Standing before a crowd of about 100 at a fundraiser at The Dorrance bar and restaurant in downtown Providence a couple of weeks ago, Planned Parenthood president Cecile Richards left little doubt about her organization's top political priority in Rhode Island.

"David Cicilline, our good friend in Congress, is running for re-election," she said, "and we've got to get him re-elected."

The assembled applauded, but it was a bit of an awkward moment: Congressman Cicilline's opponent in the Democratic primary this fall, businessman Anthony Gemma, was standing just a few feet away.

The challenger, though, had to know what he was getting into when he walked through The Dorrance's heavy, revolving doors.

Cicilline, facing the political fight of his life, is doing all he can to harness outrage over the Republican Party's so-called "war on women" — the push to defund Planned Parenthood, the failure to reauthorize the Violence Against Women Act, the opposition to the Paycheck Fairness Act.

And little wonder.

In a May poll commissioned by WPRI-TV that gave Cicilline a small lead on Gemma in the primary, it was women who put him over the top.
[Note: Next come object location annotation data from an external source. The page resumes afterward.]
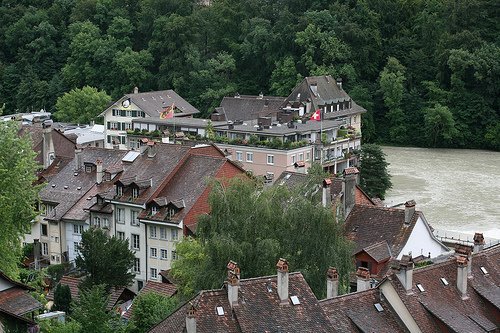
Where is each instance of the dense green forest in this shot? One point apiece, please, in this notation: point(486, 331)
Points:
point(428, 71)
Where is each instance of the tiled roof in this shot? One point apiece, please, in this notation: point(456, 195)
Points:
point(249, 107)
point(368, 225)
point(356, 312)
point(154, 102)
point(259, 309)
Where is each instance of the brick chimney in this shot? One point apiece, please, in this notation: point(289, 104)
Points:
point(233, 282)
point(151, 149)
point(332, 283)
point(99, 171)
point(363, 279)
point(478, 242)
point(282, 267)
point(191, 319)
point(465, 251)
point(409, 211)
point(462, 276)
point(48, 145)
point(327, 198)
point(349, 188)
point(405, 272)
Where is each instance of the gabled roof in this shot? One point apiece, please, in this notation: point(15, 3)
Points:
point(356, 312)
point(244, 107)
point(259, 309)
point(369, 225)
point(154, 102)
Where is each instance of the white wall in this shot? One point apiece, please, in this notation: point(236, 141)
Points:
point(421, 241)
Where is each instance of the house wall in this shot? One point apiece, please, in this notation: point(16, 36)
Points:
point(421, 242)
point(283, 159)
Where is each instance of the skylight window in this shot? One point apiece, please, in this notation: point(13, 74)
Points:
point(220, 311)
point(295, 300)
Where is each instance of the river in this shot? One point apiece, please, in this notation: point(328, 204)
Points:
point(456, 189)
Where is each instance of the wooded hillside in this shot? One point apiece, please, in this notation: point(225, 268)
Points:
point(427, 71)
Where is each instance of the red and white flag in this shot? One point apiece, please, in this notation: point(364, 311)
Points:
point(316, 115)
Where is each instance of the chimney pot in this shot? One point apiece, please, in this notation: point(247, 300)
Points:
point(282, 280)
point(409, 211)
point(332, 283)
point(363, 279)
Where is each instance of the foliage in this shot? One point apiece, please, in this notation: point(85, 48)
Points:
point(375, 179)
point(149, 309)
point(17, 194)
point(106, 260)
point(81, 105)
point(62, 298)
point(255, 227)
point(90, 311)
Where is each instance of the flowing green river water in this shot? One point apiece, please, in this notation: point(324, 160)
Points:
point(456, 189)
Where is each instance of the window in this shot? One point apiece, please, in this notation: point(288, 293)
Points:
point(77, 228)
point(270, 159)
point(133, 218)
point(175, 234)
point(154, 273)
point(152, 232)
point(163, 232)
point(137, 265)
point(44, 230)
point(120, 215)
point(135, 242)
point(239, 156)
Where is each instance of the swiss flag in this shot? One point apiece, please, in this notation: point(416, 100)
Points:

And in an earlier WPRI poll that had Cicilline 15 points behind GOP candidate Brendan Doherty in a general election match-up, it was women who kept him within striking distance.

The math, for the incumbent, is pretty clear: win women by a significant margin and he probably returns to Congress. Fail and he almost certainly goes home.


TRUST VS. DEMOGRAPHICS

That a Democratic incumbent in a deep blue state would face such a stark challenge is still a little stunning. But Cicilline, of course, has committed one of the great sins of modern American politics: shaking the voters' trust.

The story, by now, is a familiar one.

Cicilline was serving as mayor of Providence when he launched his first Congressional bid in 2010. And he famously said the city was in "excellent" fiscal condition during the campaign.

After the election, when his City Hall successor Angel Taveras declared a "Category 5 hurricane" on the capital's books, the freshman Congressman's approval ratings went kablooey.

His early attempts to push back against the story, followed by a belated not-quite-apology tour, have done little to restore his reputation. And that means Cicilline's re-election strategy has more or less boiled down to this: smother the trust problem with an appeal to a few key demographics.

He has to turn out Latinos, who became a much bigger factor in the race after Cicilline grabbed the south side of Providence during a contentious redistricting fight this winter. And he has to turn out young voters, who favored him over Doherty by almost 20 points in that otherwise dismal WPRI survey.

Both groups are notoriously difficult to get to the polls, though. And that makes women, who consistently make up more than half the Rhode Island electorate, Cicilline's most important target. The Congressman, facing a pair of pro-life opponents, is courting them assiduously.